The second piece of the puzzle is the recent pilot led by the Monetary Authority of Singapore (MAS), and including JPMorgan, DBS Bank and Marketnode, dubbed “Project Guardian.” The initiative is all about testing institutional-friendly DeFi via permissioned liquidity pools comprising tokenized bonds and deposits.
These ventures into DeFi will involve public blockchains and have a permissioned structure similar in many ways to what is being done by the likes of Aave Arc and Fireblocks. One difference, Lobban noted, is that the KYCing in Project Guardian is being done by large financial institutions that are participating, as opposed to DeFi platforms and crypto native custody firms. In other words, a JPMorgan Trader has to prove they have the rights and entitlements to trade on behalf of the Wall Street bank.
Verifiable credentials
But a much more striking difference is the novel approach to permissioned DeFi done using digital identity building blocks such as W3C verifiable credentials.

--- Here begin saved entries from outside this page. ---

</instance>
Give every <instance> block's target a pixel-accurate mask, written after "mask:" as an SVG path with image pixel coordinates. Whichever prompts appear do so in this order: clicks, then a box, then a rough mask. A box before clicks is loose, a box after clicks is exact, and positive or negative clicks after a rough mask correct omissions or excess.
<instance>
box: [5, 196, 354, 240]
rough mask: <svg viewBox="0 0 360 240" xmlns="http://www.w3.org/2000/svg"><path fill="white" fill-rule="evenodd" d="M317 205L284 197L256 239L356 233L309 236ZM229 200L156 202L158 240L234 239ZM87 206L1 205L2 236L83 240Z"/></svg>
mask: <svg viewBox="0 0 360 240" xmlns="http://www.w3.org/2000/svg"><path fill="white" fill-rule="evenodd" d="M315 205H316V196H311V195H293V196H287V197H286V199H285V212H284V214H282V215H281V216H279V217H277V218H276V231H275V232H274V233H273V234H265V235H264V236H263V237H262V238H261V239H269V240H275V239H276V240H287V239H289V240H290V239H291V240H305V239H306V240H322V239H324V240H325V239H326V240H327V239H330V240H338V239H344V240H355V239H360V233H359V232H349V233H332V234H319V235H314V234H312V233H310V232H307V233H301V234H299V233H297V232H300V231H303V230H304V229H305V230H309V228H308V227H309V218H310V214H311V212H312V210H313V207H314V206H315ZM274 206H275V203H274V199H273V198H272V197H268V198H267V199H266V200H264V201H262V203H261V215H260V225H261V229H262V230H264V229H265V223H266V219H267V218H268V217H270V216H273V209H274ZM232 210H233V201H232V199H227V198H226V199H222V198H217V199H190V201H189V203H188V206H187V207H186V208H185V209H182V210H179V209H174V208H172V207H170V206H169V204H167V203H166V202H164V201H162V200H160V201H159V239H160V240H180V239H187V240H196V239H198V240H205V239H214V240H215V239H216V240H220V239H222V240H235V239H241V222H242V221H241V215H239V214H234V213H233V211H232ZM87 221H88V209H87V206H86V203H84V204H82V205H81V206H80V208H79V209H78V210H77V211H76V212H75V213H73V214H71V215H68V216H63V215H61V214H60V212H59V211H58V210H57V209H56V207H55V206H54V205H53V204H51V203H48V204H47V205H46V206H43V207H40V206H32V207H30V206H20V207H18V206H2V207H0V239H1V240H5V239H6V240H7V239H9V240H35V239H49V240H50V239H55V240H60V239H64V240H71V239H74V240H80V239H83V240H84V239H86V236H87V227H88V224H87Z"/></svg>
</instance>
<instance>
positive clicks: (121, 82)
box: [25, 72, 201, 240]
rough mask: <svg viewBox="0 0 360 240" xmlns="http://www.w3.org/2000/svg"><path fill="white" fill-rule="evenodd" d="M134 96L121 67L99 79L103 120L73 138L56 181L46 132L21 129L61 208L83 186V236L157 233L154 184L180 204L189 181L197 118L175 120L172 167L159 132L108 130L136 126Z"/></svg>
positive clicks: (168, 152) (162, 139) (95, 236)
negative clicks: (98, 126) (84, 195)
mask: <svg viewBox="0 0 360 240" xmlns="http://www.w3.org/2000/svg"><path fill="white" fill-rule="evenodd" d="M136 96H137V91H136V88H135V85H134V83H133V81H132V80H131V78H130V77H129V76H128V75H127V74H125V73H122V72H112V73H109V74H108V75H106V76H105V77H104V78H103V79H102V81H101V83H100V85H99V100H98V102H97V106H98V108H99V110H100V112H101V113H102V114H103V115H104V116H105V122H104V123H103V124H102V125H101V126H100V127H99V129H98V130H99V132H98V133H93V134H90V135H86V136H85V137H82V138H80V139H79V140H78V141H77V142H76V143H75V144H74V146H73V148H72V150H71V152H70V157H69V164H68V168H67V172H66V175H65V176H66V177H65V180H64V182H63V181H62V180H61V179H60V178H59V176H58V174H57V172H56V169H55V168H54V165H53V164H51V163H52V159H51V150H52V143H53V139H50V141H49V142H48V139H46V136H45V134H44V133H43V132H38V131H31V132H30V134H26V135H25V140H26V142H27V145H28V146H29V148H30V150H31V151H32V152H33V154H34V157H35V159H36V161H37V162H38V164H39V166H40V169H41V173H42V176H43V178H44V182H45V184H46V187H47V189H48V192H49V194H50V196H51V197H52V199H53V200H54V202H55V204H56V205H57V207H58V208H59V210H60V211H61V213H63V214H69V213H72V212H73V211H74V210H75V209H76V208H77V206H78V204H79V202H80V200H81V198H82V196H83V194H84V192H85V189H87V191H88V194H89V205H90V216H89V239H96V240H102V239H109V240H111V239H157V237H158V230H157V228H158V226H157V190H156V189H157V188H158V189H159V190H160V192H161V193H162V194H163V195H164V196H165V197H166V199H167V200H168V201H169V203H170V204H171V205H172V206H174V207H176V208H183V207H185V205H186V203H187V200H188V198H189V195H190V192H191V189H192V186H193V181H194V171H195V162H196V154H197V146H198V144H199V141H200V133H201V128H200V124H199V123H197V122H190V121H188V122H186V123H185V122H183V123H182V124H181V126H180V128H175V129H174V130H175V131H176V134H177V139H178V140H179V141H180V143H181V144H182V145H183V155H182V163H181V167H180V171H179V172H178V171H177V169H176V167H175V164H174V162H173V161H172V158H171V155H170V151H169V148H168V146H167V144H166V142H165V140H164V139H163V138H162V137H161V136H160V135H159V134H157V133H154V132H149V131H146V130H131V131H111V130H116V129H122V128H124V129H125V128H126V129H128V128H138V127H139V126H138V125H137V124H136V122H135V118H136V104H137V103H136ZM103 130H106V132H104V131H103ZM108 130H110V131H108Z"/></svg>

“We want to use verifiable credentials as a way of identifying and proving identity, which is different from the current Aave model, for instance,” Lobban said. “Verifiable credentials are interesting because they can introduce the scale that you need to provide access to these pools without necessarily having to maintain a whitelist of addresses. Since verifiable credentials are not held on-chain, you don’t have the same overhead involved with writing this kind of information to blockchain, paying for gas fees, etc.”
As far as which DeFi protocols JPMorgan and its counterparties might be looking at, this decision has not yet been made, Lobban said, but it will be among the recognized offerings. “It’ll be from the bench of protocols that you’d expect, battle-tested with high TVLs [total locked value]. But we haven't yet worked out which ones yet.”
Lobban explained that for the past two-and-a-half years, JPMorgan has quietly been exploring digital identity in the context of blockchain and digital assets.
“If we can put this identity layer in front of DeFi that enables KYC-based access, then each of those protocols should just naturally be able to support institutions without necessarily having to make too many changes to what they’re doing,” Lobban said. “Do we have to set up separate permissioned pools and make changes to the existing protocols? Or can these things work out of the box?”